Subspace Correction Methods for Linear Elasticity

MSc Erwin Karer

Dec. 19, 2011, 10 a.m. S2 416

The framework of subspace correction methods describes approaches to solve finite element discretizations of elliptic partial differential equations. Examples of efficient solution techniques are multigrid methods, domain decomposition methods, and auxiliary space methods.

As a first result, we derive the error norm of the method of successive subspace corrections in case of two sub-spaces using strengthened Cauchy-Bunyakovsky-Schwarz inequalities to estimate energy minimizing restrictions of the operator on subspaces.

Next, we focus on the system of elliptic partial differential equations modeling the stresses and displacements in linear elastic materials in primal variables and consider the standard discretization of the linear elasticity equations by means of continuous piecewise linear finite elements. It is well known that the classical algebraic multigrid (AMG) methods do not perform well on this problem without modifications.

We study one competitive AMG method for solving the symmetric positive definite system resulting from the discretization. In this method, the coarsening is based on so-called edge matrices, which allows to generalize the concept of strong and weak connections, as used in classical AMG, to “algebraic vertices” that accumulate the nodal degrees of freedom in case of vector-field problems. We devise a measure for the nodal dependence which guides the generation of the edge matrices, which are the basic building blocks of this method. Further, we present a two-level convergence analysis of the method and numerical results underlining the expected behavior.

In a second part, we investigate the equations of elasticity in primal variables for nearly incompressible materials, like rubber. For such materials the problem becomes ill-posed and the resulting discrete problem is nearly singular.

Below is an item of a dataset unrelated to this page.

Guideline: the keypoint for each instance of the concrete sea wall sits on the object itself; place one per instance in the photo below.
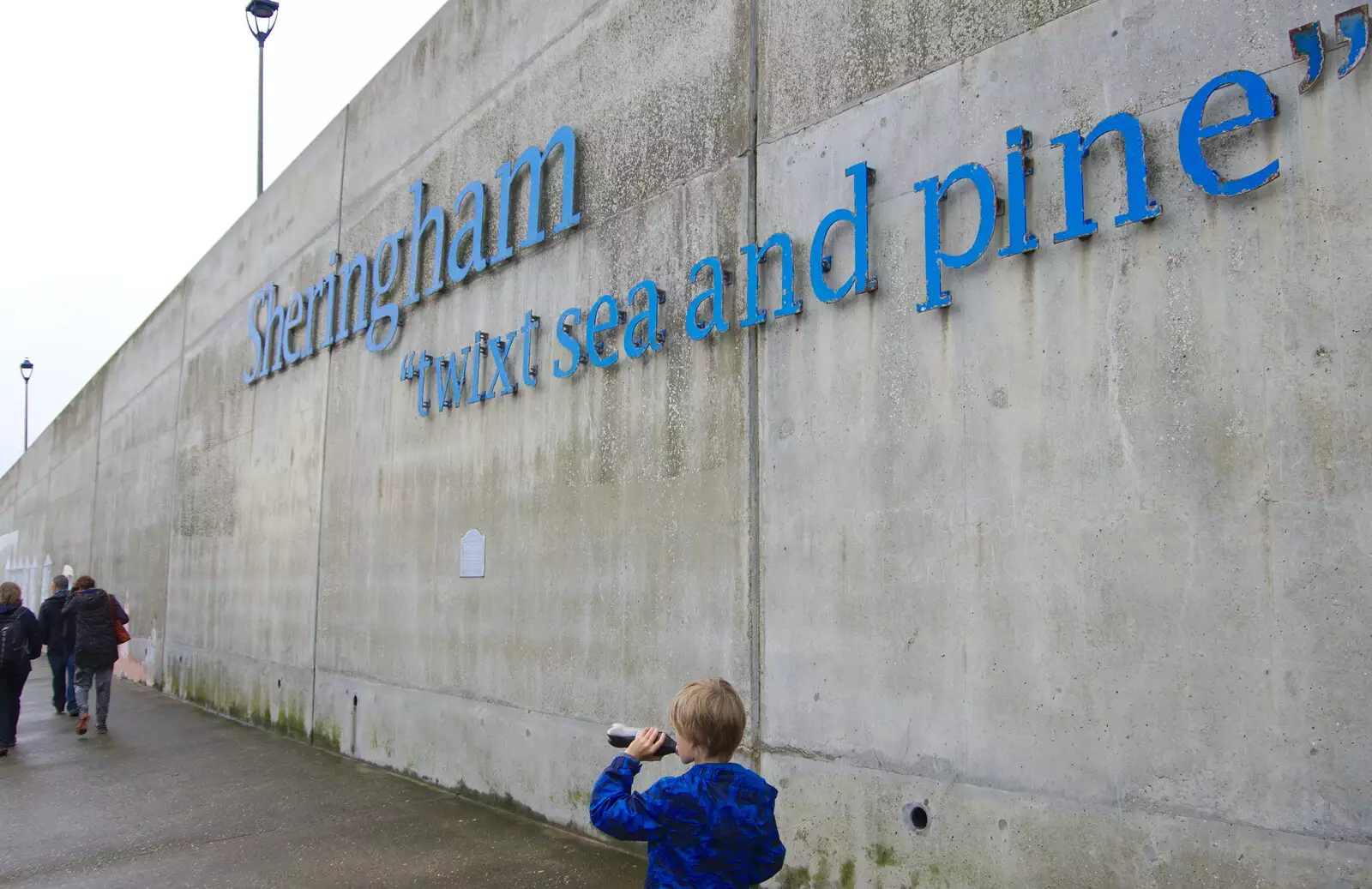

Alternatively, we consider a stable nonconforming finite element discretization based on reduced integration. One main question which we address here is how to construct a robust (uniform in the problem parameters, such as Lamé's first parameter) iterative solution method for the resulting system of linear algebraic equations. We intro-duce a specific space decomposition into two overlapping subspaces that serves as a basis for devising a uniformly convergent subspace correction algorithm. The first subspace consists of weakly divergence-free functions. The second subspace is the complementary space which we augment with a suitably chosen overlap by adding certain weakly divergence free components. We solve the two subproblems exactly. This subspace correction method gives rise to a preconditioner for the system operator. We additionally address how to solve the subproblems by efficient solution methods. A numerical test confirms the uniform convergence.